Some USB devices need more power than your iPhone, iPad, or iPod touch can provide. If you connect one of these types of USB devices, you might see an alert that says “attached accessory uses too much power." Try one of these steps: 

  • Connect the USB devices to a powered USB hub or secondary power source.
  • Use a Lightning to USB 3 Camera Adapter. The Lightning to USB 3 Camera Adapter has a built-in lightning port, which you can connect to a USB power adapter. This provides power to your iOS device and connected USB device.

Android Device

Prior to version 5.0, the support for USB audio is spotty. Some device manufacturers do a better job than others. In general, Android OS 4.1 and above provide support for USB audio device. If you have doubt, check with your device manufacturer or search for help online. Please do not ask our support staff. In general, similar to iOS device, if the DAC is connected and functioning properly, the Android OS will send the audio to the USB port. There is no need for any system configuration.

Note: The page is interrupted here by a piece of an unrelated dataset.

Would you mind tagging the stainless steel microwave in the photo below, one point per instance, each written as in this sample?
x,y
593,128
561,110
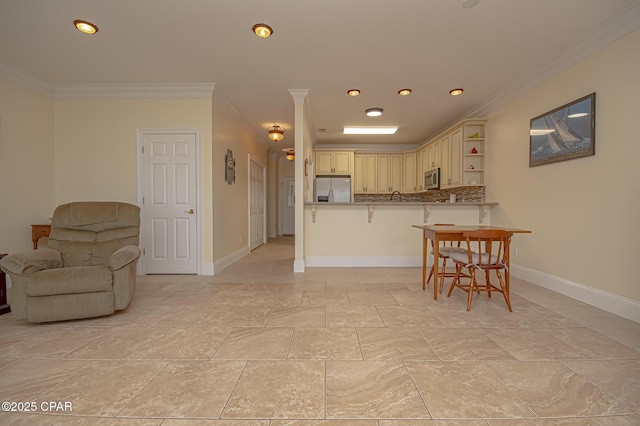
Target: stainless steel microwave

We strongly recommend USB Audio Player PRO for high resolution music playback.

Similar to iOS device, if your USB device consumes more power than allowed by Android device, you will need to power the USB device. If you are technically inclined, here's a useful article: http://source.android.com/devices/audio/usb.html

Powered USB DAC

NuPrime DAC-10/10H, DAC-9, IDA-16, IDA-8

Externally Powered USB DAC

  • NuPrime uDSD - should always be connected to computer or a powered USB hub
  • Encore mDSD - can be connected to mobile iOS or Android devices directly, provided that the headphones used do not draw too much power. mDSD should be connected to headphone before connecting to the mobile device. If you don’t hear any sound from iPhone or iPad, try to lower your iDevice system volume, then pressing the mDSD volume up first, then increase the system volume.

How to connect to a powered USB hub - you will need a USB Type A to Type A cable for connecting the Android USB OTG Cable or Apple Camera Adapter Cable to the USB hub.

 

What some of the amps have the same power rating at 8 and 4 Ohms ?

There is two side to a coin. The truth is that the amp is capable of more power than the spec suggested. So if 4 and 8 Ohms are specified at 100Wx2, that means the power supply is a 200W PSU. And we are extremely conservative about our power rating (we provide conservative RMS rating, not peak power). A customer reported 180W for IDA-8 because he is using just one channel to do the measurement. So, if IDA-8 is in a bigger case, and we put in a 300W PSU, you will see a higher rating. In reality, you get more than 100W per channel from the 200W PSU, because not both channels are driven at the same time.

Why don't we put in a bigger PSU? Each model is designed for specific product position and adding more power will certainly increase the cost and size of the product.